La procura generale di Palermo non poteva impugnare l’assoluzione, disposta in primo grado e confermata in appello, dell’ex ministro Calogero Mannino, giudicato con rito abbreviato, nell’ambito del processo sulla trattativa Stato-mafia.
È quanto emerge dalla sentenza, depositata oggi dalla sesta sezione penale della Cassazione, che aveva, nel dicembre scorso, dichiarato inammissibile il ricorso del pg del capoluogo siciliano.

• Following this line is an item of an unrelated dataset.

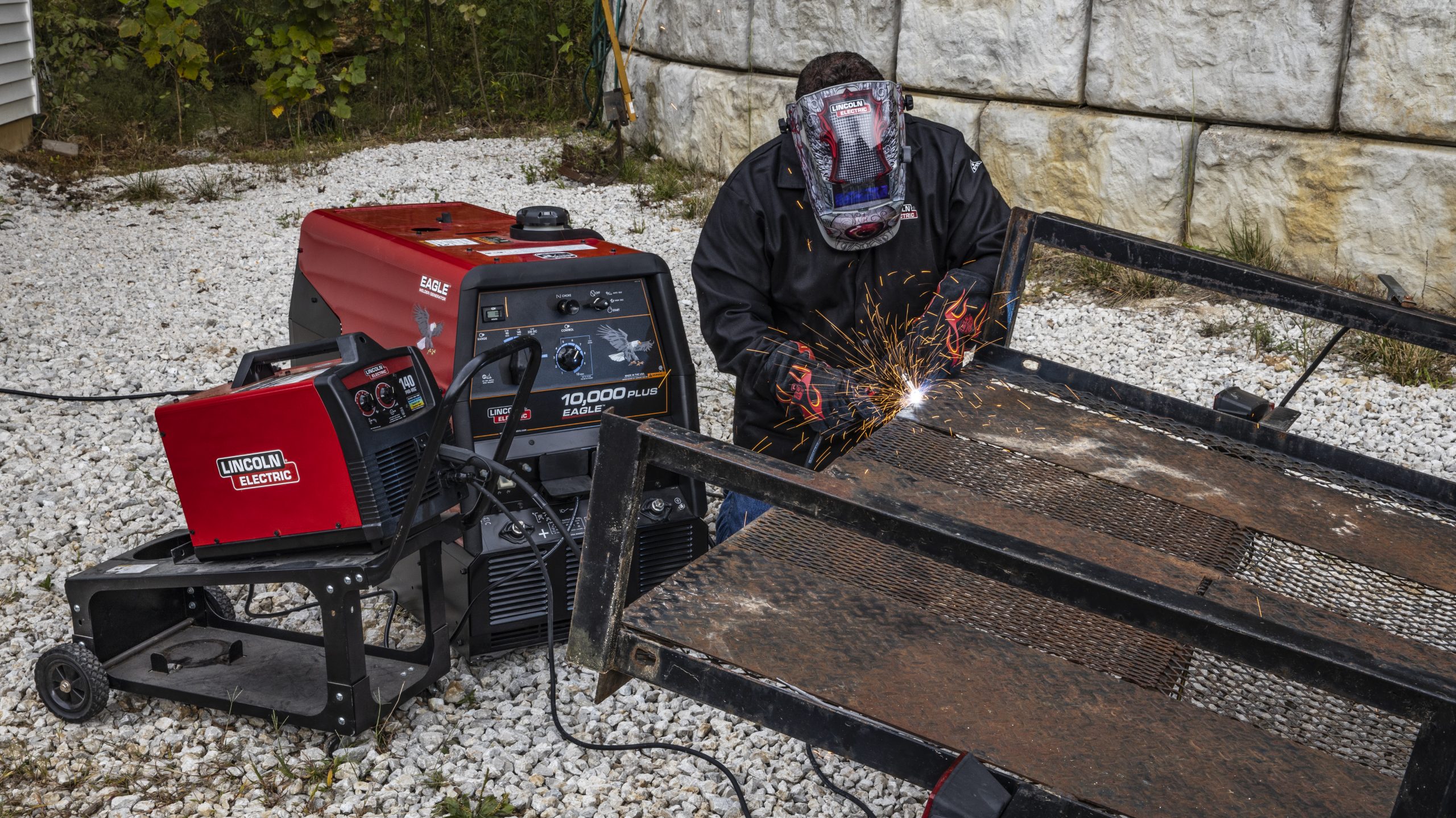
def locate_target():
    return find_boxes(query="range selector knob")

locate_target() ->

La Suprema Corte ha preso la sua decisione affrontando in via preliminare la questione di legittimità posta nel ricorso, dichiarandola “assorbente e manifestamente infondata“, cosa che ha precluso l’esame degli altri motivi.
In particolare, la procura generale di Palermo sosteneva l‘illegittimità costituzionale della norma, contenuta nella riforma Orlando del 2017, che limita, se vi è stato un doppio proscioglimento nei giudizi di merito, il ricorso per Cassazione del pm ai casi di “violazione di legge“: una tesi, quella del pg di Palermo, non condivisa dai giudici di piazza Cavour, i quali, richiamando pronunce anche della Corte Costituzionale, si sono espressi a favore della legittimità della norma.
“La limitazione del potere di ricorso del pm in caso di doppia conforme assolutoria deve ritenersi né irragionevole né sproporzionata rispetto all’obiettivo che la riforma intendeva perseguire e trova ragionevole giustificazione nell’esigenza di evitare che alla Corte di Cassazione, seppure nei limiti del giudizio di legittimità, si sottoponga la verifica dei fatti nell’ambito di due giudizi di merito“.
Essendo questa una questione pregiudiziale posta nel ricorso, la Cassazione non ha vagliato gli altri – 19 in tutto – motivi posti in rilievo dalla procura generale e inerenti direttamente il procedimento su Mannino, che, quindi, si è concluso con la conferma dell’assoluzione pronunciata sia in primo grado che in appello a Palermo.